Just paste part of answer from this answer:

In Numpy, dimension, axis/axes, shape are related and sometimes similar concepts:

In [1]: import numpy as np


In [2]: a = np.array([[1,2],[3,4]])

dimension

In Mathematics/Physics, dimension or dimensionality is informally defined as the minimum number of coordinates needed to specify any point within a space. But in Numpy, according to the numpy doc, it's the same as axis/axes:

In Numpy dimensions are called axes. The number of axes is rank.

In [3]: a.ndim  # num of dimensions/axes, *Mathematics definition of dimension*
Out[3]: 2

axis/axes

the nth coordinate to index an array in Numpy. And multidimensional arrays can have one index per axis.

In [4]: a[1,0]  # to index `a`, we specific 1 at the first axis and 0 at the second axis.
Out[4]: 3  # which results in 3 (locate at the row 1 and column 0, 0-based index)

shape

describes how many data along each available axis.

In [5]: a.shape
Out[5]: (2, 2)  # both the first and second axis have 2 (columns/rows/pages/blocks/...) data

小开

You can also use axis parameter in group operations, in case of axis=0 Numpy performs the action on elements of each column, and if axis=1, it performs the action on rows.

test = np.arange(0,9).reshape(3,3)


Out[3]:
array([[0, 1, 2],
[3, 4, 5],
[6, 7, 8]])


test.sum(axis=0)
Out[5]: array([ 9, 12, 15])


test.sum(axis=1)
Out[6]: array([ 3, 12, 21])

小开

This is how I understand it. A point is a 1D object. You can only define its position. It has no dimensions. A line or surface is a 2D object. You can define it by both its position and length or area respectively e.g. Rectangle, Square, Circle A volume is a 3D object. You can define it by its position, surface area/lengths and volume e.g. Sphere, Cube.

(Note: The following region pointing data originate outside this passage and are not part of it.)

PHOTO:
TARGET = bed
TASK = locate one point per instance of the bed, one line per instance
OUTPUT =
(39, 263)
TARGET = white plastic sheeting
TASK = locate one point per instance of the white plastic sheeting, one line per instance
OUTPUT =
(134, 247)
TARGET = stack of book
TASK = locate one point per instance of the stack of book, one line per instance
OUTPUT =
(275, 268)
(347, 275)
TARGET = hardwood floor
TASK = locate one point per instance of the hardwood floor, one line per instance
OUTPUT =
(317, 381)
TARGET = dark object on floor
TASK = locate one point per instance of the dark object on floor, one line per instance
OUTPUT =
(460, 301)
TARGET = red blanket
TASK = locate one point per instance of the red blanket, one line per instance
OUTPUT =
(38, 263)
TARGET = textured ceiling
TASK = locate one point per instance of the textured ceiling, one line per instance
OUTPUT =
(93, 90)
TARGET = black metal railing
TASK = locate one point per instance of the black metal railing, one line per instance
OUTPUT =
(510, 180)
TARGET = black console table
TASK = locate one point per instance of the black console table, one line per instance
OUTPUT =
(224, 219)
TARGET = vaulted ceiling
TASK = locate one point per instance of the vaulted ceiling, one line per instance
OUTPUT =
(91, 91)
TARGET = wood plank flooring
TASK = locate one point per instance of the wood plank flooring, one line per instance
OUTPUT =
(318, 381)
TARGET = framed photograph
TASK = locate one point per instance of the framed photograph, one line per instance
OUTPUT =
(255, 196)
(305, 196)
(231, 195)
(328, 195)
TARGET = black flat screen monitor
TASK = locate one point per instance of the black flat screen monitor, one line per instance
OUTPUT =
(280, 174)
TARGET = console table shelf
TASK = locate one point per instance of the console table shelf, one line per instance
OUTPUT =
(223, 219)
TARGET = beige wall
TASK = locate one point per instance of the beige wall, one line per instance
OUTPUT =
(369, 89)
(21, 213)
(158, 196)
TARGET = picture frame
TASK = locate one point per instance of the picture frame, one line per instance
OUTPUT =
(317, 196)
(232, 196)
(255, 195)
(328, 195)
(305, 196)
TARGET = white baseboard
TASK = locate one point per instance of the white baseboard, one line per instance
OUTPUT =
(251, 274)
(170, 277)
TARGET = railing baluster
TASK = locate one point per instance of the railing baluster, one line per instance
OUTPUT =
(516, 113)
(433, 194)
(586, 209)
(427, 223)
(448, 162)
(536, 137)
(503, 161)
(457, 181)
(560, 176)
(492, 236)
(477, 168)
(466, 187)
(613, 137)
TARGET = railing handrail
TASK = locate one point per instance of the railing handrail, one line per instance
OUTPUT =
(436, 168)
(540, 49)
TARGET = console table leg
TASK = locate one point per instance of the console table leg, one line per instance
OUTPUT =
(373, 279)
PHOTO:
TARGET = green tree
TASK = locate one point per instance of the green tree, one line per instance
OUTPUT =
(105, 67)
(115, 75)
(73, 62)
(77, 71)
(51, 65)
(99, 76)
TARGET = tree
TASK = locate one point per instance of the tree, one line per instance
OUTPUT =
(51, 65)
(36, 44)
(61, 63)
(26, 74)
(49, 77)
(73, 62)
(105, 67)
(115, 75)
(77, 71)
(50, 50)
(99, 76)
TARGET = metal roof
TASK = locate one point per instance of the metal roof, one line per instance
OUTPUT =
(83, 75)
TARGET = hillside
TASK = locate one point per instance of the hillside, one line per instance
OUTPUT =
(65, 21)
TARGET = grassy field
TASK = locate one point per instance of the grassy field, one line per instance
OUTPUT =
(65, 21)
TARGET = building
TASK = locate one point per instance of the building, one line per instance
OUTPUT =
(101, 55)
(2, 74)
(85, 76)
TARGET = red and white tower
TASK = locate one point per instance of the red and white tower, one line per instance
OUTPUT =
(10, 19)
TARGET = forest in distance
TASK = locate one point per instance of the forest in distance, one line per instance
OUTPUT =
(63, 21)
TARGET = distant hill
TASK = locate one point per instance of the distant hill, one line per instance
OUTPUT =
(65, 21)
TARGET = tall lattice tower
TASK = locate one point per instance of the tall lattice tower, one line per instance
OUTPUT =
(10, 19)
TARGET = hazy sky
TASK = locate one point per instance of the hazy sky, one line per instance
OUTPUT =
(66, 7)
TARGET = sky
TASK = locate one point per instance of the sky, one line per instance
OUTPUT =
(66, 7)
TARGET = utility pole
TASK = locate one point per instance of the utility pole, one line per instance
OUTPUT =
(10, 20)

From this, you will define a point in NumPy by a single axis (dimension), regardless of the number of mathematical axes you use. For x and y axes, a point is defined as [2,4], and for x, y and z axes, a point is defined as [2,4,6]. Both of these are points, thus 1D.

To define a line, two points will be needed. This will require some form of 'nesting' of the points to the second dimension (2D). As such, a line may be defined using x and y only as [[2,4],[6,9]] or using x, y and z as [[2,4,6],[6,9,12]]. For a surface, it will simply require more points to describe it, but still remains a 2D object. For example, a triangle will need 3 points while a rectangle/square will need 4.

A volume will require 4 (a tetrahedron)or more points to define it , but still maintaining the 'nesting' of points to the third dimension (3D).

小开

If someone need this visual description:

小开

In order to understand the dimensions and axes, it is important to understand tensors and its rank. A vector is a rank-1 tensor a matrix is a rank-2 tensor and so on and so forth. Consider the following:

x = np.array([0,3,4,5,8])

Now x is a vector hence a rank-1 tensor. But the vector itself is 5-dimensional. In numpy rank=dimension=axis. There is a slight deviation from the conventional definition of dimension, which is 5 for the vector shown above. Therefore it is better to stick to rank or axes and use dimension in the traditional sense.